(1.) The respondent herein who was working as Attendant in the appellant College faced departmental enquiry on certain allegations. That altogether five charges were framed against him out of which three charges were held proved. The management upon consideration of the inquiry report and materials available on record against the respondent passed an order dismissing him from service. The High Court vide the impugned order interfered with the order of dismissal and came to the conclusion that ends of justice would be adequately met if the management withholds five cumulative increments from the date of dismissal. The order of dismissal was accordingly set aside. That order is challenged in the appeal.

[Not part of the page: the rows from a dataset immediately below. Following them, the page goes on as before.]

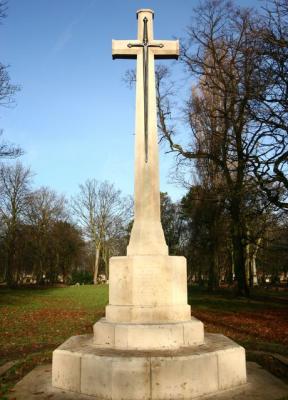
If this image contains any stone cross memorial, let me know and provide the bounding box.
[52,9,246,400]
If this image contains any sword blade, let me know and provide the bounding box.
[143,46,148,163]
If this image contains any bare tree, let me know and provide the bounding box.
[251,0,288,209]
[156,0,272,295]
[0,163,32,285]
[25,187,67,283]
[72,179,129,284]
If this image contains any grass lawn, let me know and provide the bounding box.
[0,285,288,400]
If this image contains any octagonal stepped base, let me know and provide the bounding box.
[52,334,246,400]
[93,318,204,350]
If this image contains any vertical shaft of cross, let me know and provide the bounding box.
[127,10,168,255]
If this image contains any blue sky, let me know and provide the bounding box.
[0,0,253,200]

(2.) As rightly pointed out by the learned Senior Counsel for the appellant, the High Court committed an error in interfering with the order of dismissal passed by the appellant management by substituting the punishment to be awarded to the respondent. The High Court at the most could have remitted the matter for fresh reconsideration by the disciplinary authority on a finding that the order of dismissal was totally disproportionate to the proven charge of misconduct but itself could not have awarded punishment stepping into the shoes of the disciplinary authority.
(3.) Be that as it may, it is not necessary to further dilate on various questions raised in this appeal before us. The fact remains that the respondent is not in service since 1-7-1994. Ends of justice would be met by awarding some compensation to the respondent to put an end to this controversy between the parties.